Finding the Lightning Weeder

“We were desperately trying to find something,” Kramer said. They heard about the Lightning Weeder, talked to a farmer who owned one, and leased a unit from LASCO founder Kevin Olson for their first season.

The results convinced them immediately—the Kramers treated their own fields, and neighbors saw what was happening and asked for help with theirs. “I told Kevin, we need one. We want to buy one.” LASCO delivered a reconditioned unit—the same machine the Kramers still run today, nearly a decade later. Jonathan’s father-in-law bought in as a partner, and the two operations have shared it since.

In the Field

The Kramers run the Lightning Weeder exclusively on soybeans. Their approach is built around timing: they wait until weeds have grown approximately four inches above the bean canopy, then make their first pass at 1.5 to 2 miles per hour through heavy patches, faster through cleaner stretches. After the first pass, they wait for the next flush to emerge above the canopy and come back through. They typically make two to three passes per season, sometimes four in heavier fields.

Eventually the soybean canopy closes, making it impossible to pass through with equipment. But by that point, the Lightning Weeder has done its work—reducing weed competition during the critical growth window. “If there’s no weeds, you can speed up and go down through the field and then slow down when you get through the weeds,” Kramer explained. Safety is central to operation: the system’s built-in interlock automatically shuts off when the operator exits the tractor—a feature Kramer considers essential.
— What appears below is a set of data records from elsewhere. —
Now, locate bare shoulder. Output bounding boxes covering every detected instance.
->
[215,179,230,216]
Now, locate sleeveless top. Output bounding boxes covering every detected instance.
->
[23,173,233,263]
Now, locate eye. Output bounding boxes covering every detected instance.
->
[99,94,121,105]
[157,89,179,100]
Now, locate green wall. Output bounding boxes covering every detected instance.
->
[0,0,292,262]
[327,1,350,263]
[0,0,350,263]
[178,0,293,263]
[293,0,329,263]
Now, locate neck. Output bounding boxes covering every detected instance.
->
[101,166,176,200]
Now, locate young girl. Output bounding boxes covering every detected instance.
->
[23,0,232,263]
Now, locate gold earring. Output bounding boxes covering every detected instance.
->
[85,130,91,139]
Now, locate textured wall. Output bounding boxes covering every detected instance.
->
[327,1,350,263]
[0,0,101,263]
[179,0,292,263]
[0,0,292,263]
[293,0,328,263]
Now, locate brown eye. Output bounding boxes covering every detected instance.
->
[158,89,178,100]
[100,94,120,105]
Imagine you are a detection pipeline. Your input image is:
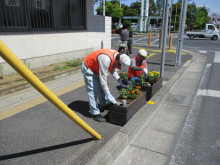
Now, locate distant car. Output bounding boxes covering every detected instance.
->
[115,22,123,28]
[131,23,138,31]
[156,23,161,30]
[148,24,155,31]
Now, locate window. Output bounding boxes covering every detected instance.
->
[28,0,53,30]
[0,0,86,31]
[0,0,28,31]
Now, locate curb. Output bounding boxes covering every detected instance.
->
[0,66,81,97]
[86,57,195,165]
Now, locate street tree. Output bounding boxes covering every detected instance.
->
[156,0,163,16]
[96,1,123,22]
[193,6,210,29]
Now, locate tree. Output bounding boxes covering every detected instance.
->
[96,1,123,22]
[148,0,156,16]
[130,1,141,16]
[193,6,210,29]
[156,0,163,15]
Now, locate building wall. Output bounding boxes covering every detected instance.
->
[0,0,111,75]
[210,13,220,25]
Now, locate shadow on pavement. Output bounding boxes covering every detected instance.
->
[68,101,91,118]
[0,138,94,160]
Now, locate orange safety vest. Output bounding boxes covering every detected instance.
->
[128,57,146,78]
[85,49,118,74]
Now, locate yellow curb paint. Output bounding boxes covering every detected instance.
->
[147,101,154,105]
[146,53,157,59]
[0,81,85,120]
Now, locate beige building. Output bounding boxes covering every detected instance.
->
[0,0,111,74]
[209,13,220,25]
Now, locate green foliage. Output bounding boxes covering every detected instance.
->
[139,74,145,85]
[119,72,129,80]
[171,2,210,30]
[156,0,163,15]
[119,80,141,99]
[67,59,82,67]
[119,88,127,99]
[192,6,210,29]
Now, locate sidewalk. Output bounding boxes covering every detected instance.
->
[0,46,206,165]
[87,50,207,165]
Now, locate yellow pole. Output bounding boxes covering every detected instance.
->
[0,40,102,140]
[169,36,173,50]
[148,34,151,46]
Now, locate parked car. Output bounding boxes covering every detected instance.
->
[148,24,155,31]
[131,23,138,31]
[156,23,161,30]
[186,24,219,40]
[115,22,123,28]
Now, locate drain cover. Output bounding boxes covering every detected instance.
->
[164,95,186,104]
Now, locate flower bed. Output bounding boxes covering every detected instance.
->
[109,73,146,125]
[140,78,162,101]
[109,91,146,126]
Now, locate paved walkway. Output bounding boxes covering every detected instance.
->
[0,46,206,165]
[87,52,207,165]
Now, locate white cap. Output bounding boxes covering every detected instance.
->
[120,54,131,66]
[139,49,147,57]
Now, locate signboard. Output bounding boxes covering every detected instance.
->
[5,0,20,7]
[34,0,45,9]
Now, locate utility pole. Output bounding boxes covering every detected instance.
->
[119,0,121,27]
[173,5,177,31]
[102,0,105,16]
[159,0,168,48]
[175,0,188,66]
[189,1,194,31]
[160,0,169,78]
[168,0,173,36]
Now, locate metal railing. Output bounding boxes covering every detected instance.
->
[0,0,86,31]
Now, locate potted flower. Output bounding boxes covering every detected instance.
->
[109,80,146,126]
[139,74,146,85]
[149,70,160,86]
[119,72,129,85]
[119,80,141,99]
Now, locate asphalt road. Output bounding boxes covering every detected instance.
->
[0,33,220,165]
[115,34,220,165]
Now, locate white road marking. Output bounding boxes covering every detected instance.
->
[196,89,220,97]
[214,51,220,63]
[133,38,146,43]
[112,37,120,39]
[151,39,159,44]
[199,50,207,53]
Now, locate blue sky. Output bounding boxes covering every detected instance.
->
[94,0,220,15]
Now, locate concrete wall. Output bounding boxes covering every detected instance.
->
[0,0,111,75]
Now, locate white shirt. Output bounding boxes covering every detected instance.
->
[130,58,148,72]
[97,53,120,94]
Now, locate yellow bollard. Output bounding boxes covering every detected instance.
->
[0,40,102,140]
[169,36,173,50]
[148,34,151,46]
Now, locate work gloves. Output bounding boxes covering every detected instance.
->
[118,79,130,88]
[118,79,124,86]
[142,68,148,76]
[106,93,117,104]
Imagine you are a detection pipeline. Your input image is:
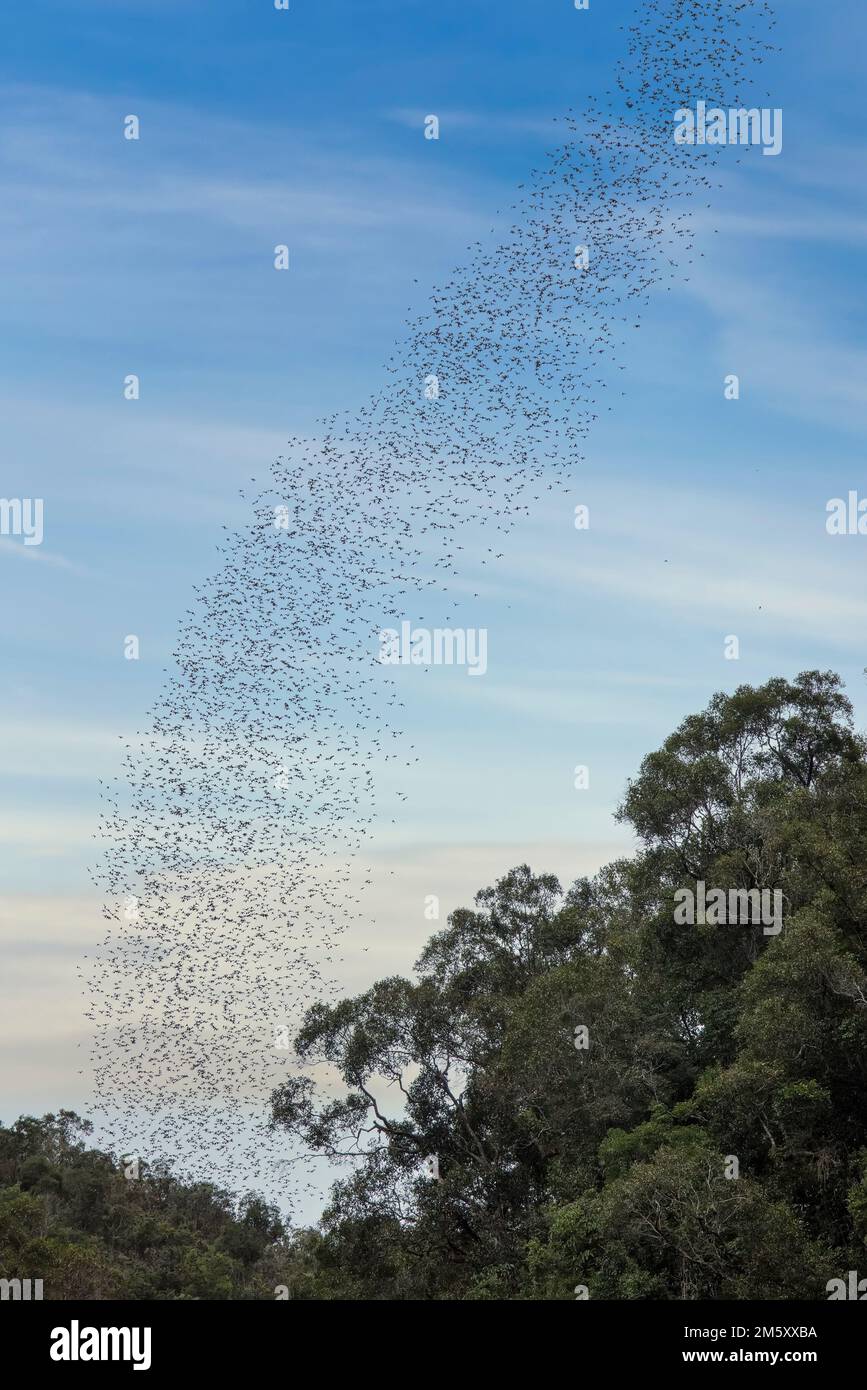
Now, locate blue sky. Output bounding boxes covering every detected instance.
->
[0,0,867,1173]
The Lightning Weeder is one tool in a broader integrated system. For corn, the Kramers flame weeds with propane burners at six to seven inches tall, then follow with cultivation. For wheat, they leave straw and stubble on the field and overseed with clover—which suppresses weeds, interrupts growth cycles, and fixes nitrogen for the following corn crop. That rotation-wide approach—electrical weed control in soybeans, flame weeding in corn, cover-crop management in wheat—attacks the weed problem from every angle across the calendar year.

The Results

The transformation took time but was dramatic. In the early years, even with the Lightning Weeder, weed pressure was so severe that the Kramers continued walking fields and pulling by hand. Within two to three seasons of consistent use, the fields turned a corner. The Lightning Weeder was systematically killing weeds before they could set seed, and the cumulative effect on the soil’s weed seedbank began to show—a pattern consistent with published research demonstrating that preventing weed seed rain is the single most important factor in long-term weed management.

Today, after nearly a decade of consistent use, the Kramers don’t hand-weed at all. “We don’t hand weed anymore,” Kramer said. “This is probably the most valuable piece of equipment that we have. When you don’t take care of weeds, the weeds take the nutrients as well as your soybeans do. Your yield goes down. This weed zapper pays for itself.”

That confidence has translated into continued investment. Kramer recently purchased a second Lightning Weeder to rebuild, because for his operation, having a backup is not optional. He also describes a visible difference between his organic soil and the conventional ground across the fence—in texture, structure, and biology. “Pick up our soil, smell it, feel it,” he said. “It’s a drastic difference.”

“This is probably the most valuable piece of equipment that we have.
It’s a must-have piece of equipment.”